Smart Keyboard: Prediction of the next word

Daigo Tanaka (@DaigoTanaka)
April 21, 2015

The first 2 inputs “The Obama” may be followed by the word “administration”

…It would save 14 keystrokes if we could select the word instead of typing.

We can suggest such word by machine-learning from the texts from news, blogs, and Twitters.

Try the demo by clicking here! Screenshot

Type some words in Input box. A word prediction appears in Candiates box.
When a candiate is availalbe, type “#1” as the shortcut to enter the word.
Choose the number in the settings to change the number of candidates to predict.
Extra! You can tweet to the author from the app.

Uni, bi, tri, and 4-grams language models are created from the source text. Each n-gram are sorted with the counts.
Given an input with up-to 3 words, find the n-gram with the highest count, and calcuate the conditional probability. Discount the probability by 40% as “backing-off” to lower order n-grams:

\[ S(w_{i}|w_{i-(n-1)},...,w_{i-1}) = 0.4^{4-n}\frac{count(w_{i-(n-1)},...,w_{i-1}, w_{i})}{count(w_{i-(n-1)},...,w_{i-1})} \]

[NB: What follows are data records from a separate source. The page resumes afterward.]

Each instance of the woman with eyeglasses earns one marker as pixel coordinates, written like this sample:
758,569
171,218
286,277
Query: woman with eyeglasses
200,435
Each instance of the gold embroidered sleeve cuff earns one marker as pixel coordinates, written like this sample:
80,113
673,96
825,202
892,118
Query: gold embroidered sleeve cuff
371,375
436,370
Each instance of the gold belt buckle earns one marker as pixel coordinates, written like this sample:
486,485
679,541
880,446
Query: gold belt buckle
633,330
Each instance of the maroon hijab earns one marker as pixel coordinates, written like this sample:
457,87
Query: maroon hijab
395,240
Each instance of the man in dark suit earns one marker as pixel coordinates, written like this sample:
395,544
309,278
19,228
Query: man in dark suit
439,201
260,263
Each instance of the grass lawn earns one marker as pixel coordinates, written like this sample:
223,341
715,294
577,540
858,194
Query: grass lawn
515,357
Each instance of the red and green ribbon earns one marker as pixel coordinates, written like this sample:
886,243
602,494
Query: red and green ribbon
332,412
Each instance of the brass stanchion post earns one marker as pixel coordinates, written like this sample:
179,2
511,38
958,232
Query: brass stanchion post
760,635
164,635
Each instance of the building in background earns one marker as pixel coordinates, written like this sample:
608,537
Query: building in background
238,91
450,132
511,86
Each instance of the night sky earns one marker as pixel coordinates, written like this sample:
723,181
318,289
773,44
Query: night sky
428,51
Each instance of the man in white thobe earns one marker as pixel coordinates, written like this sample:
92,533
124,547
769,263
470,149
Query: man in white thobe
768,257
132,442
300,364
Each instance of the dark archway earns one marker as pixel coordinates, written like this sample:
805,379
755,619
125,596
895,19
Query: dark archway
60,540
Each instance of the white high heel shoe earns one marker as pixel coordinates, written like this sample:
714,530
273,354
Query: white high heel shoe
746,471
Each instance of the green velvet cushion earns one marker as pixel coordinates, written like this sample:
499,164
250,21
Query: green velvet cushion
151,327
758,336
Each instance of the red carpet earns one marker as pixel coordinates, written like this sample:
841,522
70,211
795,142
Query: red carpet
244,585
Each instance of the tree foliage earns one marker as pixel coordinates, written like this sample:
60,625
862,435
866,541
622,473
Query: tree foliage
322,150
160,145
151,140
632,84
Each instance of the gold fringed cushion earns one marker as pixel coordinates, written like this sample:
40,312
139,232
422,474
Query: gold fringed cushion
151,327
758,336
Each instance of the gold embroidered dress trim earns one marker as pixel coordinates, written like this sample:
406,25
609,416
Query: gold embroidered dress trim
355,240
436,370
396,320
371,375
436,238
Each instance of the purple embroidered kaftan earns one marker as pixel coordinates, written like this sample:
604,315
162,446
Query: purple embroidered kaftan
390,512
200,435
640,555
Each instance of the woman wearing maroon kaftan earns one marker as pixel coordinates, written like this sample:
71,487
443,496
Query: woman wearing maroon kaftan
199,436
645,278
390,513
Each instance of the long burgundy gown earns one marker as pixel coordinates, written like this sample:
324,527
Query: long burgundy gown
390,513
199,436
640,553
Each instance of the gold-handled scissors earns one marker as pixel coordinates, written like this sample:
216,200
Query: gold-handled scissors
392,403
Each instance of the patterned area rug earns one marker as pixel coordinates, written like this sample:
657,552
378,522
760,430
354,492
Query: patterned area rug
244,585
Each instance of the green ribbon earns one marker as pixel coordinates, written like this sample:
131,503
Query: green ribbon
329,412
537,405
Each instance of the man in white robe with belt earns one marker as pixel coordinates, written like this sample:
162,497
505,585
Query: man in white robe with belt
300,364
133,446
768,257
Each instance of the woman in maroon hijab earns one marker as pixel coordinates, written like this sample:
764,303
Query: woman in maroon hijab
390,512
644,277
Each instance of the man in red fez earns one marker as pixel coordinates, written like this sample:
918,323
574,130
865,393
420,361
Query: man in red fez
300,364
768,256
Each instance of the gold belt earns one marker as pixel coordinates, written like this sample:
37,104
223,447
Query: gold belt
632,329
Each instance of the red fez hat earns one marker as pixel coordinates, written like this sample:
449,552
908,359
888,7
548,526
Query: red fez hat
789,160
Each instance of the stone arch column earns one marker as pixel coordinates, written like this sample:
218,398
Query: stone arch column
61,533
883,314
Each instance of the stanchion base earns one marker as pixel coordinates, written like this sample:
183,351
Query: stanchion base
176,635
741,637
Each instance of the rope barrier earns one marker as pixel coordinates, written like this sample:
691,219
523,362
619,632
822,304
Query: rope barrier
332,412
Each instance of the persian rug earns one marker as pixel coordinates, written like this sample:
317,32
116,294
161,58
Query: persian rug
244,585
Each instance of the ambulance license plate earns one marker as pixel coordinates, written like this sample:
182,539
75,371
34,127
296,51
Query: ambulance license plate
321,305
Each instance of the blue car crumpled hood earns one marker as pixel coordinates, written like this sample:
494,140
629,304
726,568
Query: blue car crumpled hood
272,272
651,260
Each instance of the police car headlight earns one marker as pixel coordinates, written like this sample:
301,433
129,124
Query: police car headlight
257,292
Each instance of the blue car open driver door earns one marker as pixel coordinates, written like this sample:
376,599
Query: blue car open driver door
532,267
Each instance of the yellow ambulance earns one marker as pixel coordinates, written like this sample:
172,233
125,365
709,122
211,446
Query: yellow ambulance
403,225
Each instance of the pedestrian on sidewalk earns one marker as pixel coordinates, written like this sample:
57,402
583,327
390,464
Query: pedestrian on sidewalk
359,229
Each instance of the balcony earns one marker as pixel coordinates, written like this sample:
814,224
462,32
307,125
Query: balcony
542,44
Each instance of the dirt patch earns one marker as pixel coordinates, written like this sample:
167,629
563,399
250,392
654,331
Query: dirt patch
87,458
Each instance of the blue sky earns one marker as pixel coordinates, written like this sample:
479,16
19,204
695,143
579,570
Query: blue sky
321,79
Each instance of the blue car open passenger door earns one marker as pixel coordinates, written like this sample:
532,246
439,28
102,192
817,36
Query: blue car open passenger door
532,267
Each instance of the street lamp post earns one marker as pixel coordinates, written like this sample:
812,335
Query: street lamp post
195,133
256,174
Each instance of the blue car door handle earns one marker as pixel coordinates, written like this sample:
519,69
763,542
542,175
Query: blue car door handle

Sort the prediction by the probability and display from the highest probability.
Full description can be found here
Source code is availabe from here

plot of chunk unnamed-chunk-1 The distribution of n-gram frequency. The count is in log(10) scale

Observation: Majority of the 4-gram and trigram entities appear only once.
Removing one-time appearances by approximating with n-1 gram reduced the data from 1.2GB to 257MB, and made the computation much faster.
Also used word dicitonary hashtable for reducing the memory footprint and computation time (vs. query by strings).